The Clinch Valley isn’t the only place where California’s cap-and-trade market is infusing money into climate projects. Across the country, more than 300 projects in 30 states are coming online and have already generated more than 69 million metric tons of verified offsets.
And the market is advancing several TNC projects across the U.S. In December 2016, the organization completed a three-way deal to protect biodiversity in Alaska’s Copper River Delta, a landscape of temperate rainforests and critical salmon rivers. Much of this land, which is owned by the Chugach Native tribes through their corporation, has faced a dual threat from logging and coal mining. As part of the deal, TNC helped broker the purchase of coal development rights on 62,000 acres of land in order to retire them, while the tribal corporation agreed to manage the forests for their carbon value and sell the credits to California businesses.
The Conservancy is also in the final stages of closing a deal to protect 6,000 acres of land on Michigan’s Upper Peninsula. The Baraga property, which is home to 15 lakes and is frequented by bear and moose, was potentially going to be subdivided and developed. By selling carbon credits into California’s market, TNC will be able restore the forest and manage it in a sustainable way while preventing an estimated 700,000 metric tons of carbon from entering the atmosphere.
In the past year, California’s cap-and-trade program has weathered a variety of legal challenges and looks as though it is here to stay. In November 2012, the California Chamber of Commerce and other entities sued the state over AB32, arguing that the program was a tax that had been approved by an insufficiently large majority. The plaintiffs lost their suit, and the California Supreme Court recently declined to take on the case. In July, in a huge victory for California’s program and TNC, which actively supported the effort, the state legislature voted to keep the cap-and-trade program in place through 2030.

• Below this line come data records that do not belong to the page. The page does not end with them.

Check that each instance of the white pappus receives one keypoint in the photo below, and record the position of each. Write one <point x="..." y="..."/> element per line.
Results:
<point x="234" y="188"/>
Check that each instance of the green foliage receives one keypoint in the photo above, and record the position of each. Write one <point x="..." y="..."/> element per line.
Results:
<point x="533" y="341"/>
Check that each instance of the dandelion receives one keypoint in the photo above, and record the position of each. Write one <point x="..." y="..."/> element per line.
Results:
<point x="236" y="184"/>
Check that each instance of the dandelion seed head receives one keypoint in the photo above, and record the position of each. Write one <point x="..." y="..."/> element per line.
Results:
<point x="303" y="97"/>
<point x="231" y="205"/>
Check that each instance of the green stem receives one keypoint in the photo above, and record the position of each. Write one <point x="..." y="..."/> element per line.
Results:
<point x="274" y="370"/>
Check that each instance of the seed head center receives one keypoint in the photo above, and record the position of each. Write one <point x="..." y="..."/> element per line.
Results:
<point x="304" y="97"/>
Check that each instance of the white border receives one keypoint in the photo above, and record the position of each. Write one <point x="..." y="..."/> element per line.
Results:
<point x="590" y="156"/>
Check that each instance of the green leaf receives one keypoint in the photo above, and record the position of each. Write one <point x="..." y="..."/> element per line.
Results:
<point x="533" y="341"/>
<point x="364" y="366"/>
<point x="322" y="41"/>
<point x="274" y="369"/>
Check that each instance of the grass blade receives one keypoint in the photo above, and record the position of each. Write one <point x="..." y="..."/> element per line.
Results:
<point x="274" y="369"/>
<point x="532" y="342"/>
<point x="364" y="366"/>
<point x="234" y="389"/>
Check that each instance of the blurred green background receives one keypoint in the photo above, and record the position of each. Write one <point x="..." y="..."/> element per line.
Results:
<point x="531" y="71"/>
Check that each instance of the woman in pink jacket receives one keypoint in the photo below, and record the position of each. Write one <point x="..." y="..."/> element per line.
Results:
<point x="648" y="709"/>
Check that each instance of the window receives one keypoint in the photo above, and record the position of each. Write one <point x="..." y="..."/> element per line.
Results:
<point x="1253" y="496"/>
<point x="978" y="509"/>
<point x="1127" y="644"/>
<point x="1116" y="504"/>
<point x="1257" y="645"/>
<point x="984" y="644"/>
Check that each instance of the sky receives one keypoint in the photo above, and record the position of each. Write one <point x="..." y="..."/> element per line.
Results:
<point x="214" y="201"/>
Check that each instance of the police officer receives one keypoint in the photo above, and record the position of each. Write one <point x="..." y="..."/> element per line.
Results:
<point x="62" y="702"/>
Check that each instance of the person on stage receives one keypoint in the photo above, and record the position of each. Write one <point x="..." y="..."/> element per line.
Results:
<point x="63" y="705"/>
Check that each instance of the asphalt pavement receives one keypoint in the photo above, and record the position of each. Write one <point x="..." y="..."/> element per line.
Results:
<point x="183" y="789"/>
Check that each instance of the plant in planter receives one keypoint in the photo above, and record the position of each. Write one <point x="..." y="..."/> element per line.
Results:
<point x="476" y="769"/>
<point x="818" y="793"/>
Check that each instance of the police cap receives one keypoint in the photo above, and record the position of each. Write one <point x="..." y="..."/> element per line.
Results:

The state’s success has demonstrated that local and regional leaders can band together to create a global climate solution in the absence of White House leadership. California has already linked its carbon market with Canada’s Quebec province, and Ontario joined the California-Quebec system in September. In June, Gov. Jerry Brown traveled to China to discuss a potential partnership with regional markets there. And legislators in Oregon have begun discussions of launching their own cap-and-trade program, following in California’s footsteps. “It’s a big victory,” says Blumberg. “California has proved that you can regulate climate change and grow the economy.”
Brendan Borrell is a correspondent with Outside magazine based in Los Angeles. His writing has also appeared in Scientific American, National Geographic and many other publications.